1. SUPERMICRO X6DH8-G2/ DUAL 3.8G/4GB RAM
2. 3Ware 9550SX-12SI AMCC 12Ports 3.0Gb/s SATA II PCI-X RAID Controller
3. Cooler Master GX 550W (RS-550-ACAA-E3) Power Supply
4. 6* Seagate Barracuda 2 TB Desktop Internal Hard Drive (ST2000DM001) HDD
5. NZXT Source 210 Elite Cabinet
6. Kingston SSDNow V100 64 GB SSD Internal Hard Drive (SV100S2/64G)


i have only one question ? currently i can purchase only 6 HDD but i have options for another 6 more can i later scale this same build from 6 to 12 is that possible

if not what is the alternative

please do help me out here

regards
Tiger
 
Expanding your amount of disks later really depends on the OS your choose to use. What is the amount of storage you are looking for? Do you need all 12 disks to be one large disk? How important is your data... how much redundancy do you want?

My opinion is using ZFS is the easiest if you are planning on adding disks in batches.
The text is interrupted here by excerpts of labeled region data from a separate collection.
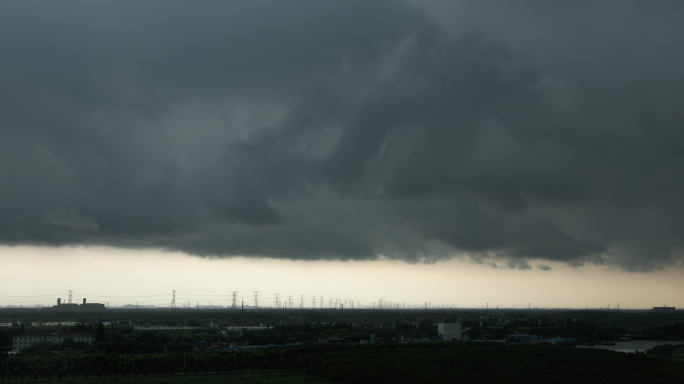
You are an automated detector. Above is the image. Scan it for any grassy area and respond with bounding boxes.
[70,373,331,384]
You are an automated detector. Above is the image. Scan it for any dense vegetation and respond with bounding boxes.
[307,342,684,384]
[0,342,684,383]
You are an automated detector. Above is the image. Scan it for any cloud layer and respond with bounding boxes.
[0,0,684,270]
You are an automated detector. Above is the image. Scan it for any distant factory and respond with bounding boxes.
[43,297,105,312]
[653,307,677,313]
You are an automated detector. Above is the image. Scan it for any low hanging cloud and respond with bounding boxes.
[0,0,684,271]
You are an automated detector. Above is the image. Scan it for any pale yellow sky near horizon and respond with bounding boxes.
[0,246,684,308]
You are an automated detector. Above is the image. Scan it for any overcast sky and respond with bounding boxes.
[0,0,684,306]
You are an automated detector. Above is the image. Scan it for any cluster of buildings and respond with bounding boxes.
[12,332,95,352]
[43,297,105,312]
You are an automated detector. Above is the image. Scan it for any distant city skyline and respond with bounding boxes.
[0,0,684,308]
[0,247,684,309]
You could setup a storage pool with the first 6 disks as a RAIDZ device (RAID 5) and have 10 TB of raw storage. Then later you can add the other 6 drives as a another RAIDZ device to the original storage pool. This effectively doubles the size of the storage pool and then the storage pool acts similar to a RAID 50 array at least for all new data written. Common OSes that are setup for NAS/SAN use and have ZFS are NAS4Free, FreeNAS, and Nexenta. So far I have found NAS4Free is giving me the best performance with 4GB RAM (Virtual Machine) I have been testing here at home.
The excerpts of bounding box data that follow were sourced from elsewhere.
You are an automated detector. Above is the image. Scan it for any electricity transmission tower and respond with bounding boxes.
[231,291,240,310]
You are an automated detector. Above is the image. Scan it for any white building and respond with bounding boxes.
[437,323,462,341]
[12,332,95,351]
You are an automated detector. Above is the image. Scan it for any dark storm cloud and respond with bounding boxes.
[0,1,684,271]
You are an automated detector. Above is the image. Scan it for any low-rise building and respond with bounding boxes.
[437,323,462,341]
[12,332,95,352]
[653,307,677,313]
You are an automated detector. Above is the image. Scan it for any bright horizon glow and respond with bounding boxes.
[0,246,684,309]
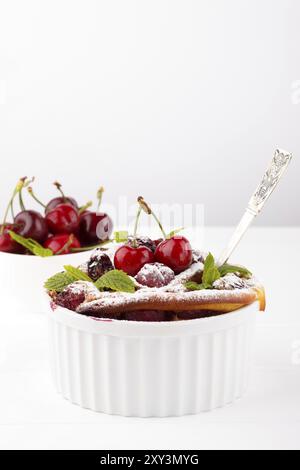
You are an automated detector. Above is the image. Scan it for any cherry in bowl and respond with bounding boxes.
[79,211,113,246]
[14,210,49,243]
[46,204,79,235]
[44,234,81,255]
There are other OSes that will do expansion but I don't really have much experience with them so I can't comment.

Hope that helps a little. Let us know how it goes.

00Roush
 
Hi 00Roush

thank you for your reply, you have seen my specs i was thinking of using freeNAS but after you did mention NAS4free i locked up and got better reviews about it so i am thinking of using NAS4free

thanks :)

i was thinking of having a big NAS 12 hdd one setup RAID 50 was my idea,

I do not know anything about ZFS, i am a total newbie i looked up this tutorial on small net builder and started to make my own, i have no clue where to start

like you did mentioned i can add using ZFS and add hdd will it look like one big HDD or 2 Big HDD

regards
 
Bump!

Some time has passed since this article and thread was posted and I am curious:

1) How has the SAN project worked over time?
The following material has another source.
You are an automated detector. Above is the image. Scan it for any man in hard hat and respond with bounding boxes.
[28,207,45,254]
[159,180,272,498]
2) Given that FC products continue to drop in price, what would you differently?

3) Is it possible to use an FC HBA in place of a NIC on a windows box (say Windows 8 pro)? This is beyond the scope of the article, but the prices are dirt cheap for fast HBAs.
 
The original article is outdated. Prices have dropped. Openfiler is being ported to CentOS. Fibre channel SAN appears to be less relevant. The Norco RPC-4224 is POS. I could go on but the message is clear.

I'm using FreeNAS v9.2.1, Xeon E-1230 v2 CPU, Supermicro X9SCM-F-O m/b, 32GB ECC RAM, three LSI 9211-8i controller cards flashed as HBA. Storage is six 2TB Seagate configured as RAIDZ2. Case is the aforementioned POS Norco RPC-4224.

Unfortunately, this topic doesn't generate much interest. The stock answer seems to be buy QNAP/Synology. I prefer to build my own solution.
 
Looking for updated guide/specs

I've been looking around the web for a guide on how to build a low-cost complete FibreChannel SAN - storage, two switches, HBAs, etc. I need a true FibreChannel SAN for a home LAB - VMware. I realize the original article is relatively old so is there one that is more contemporary? Thank you.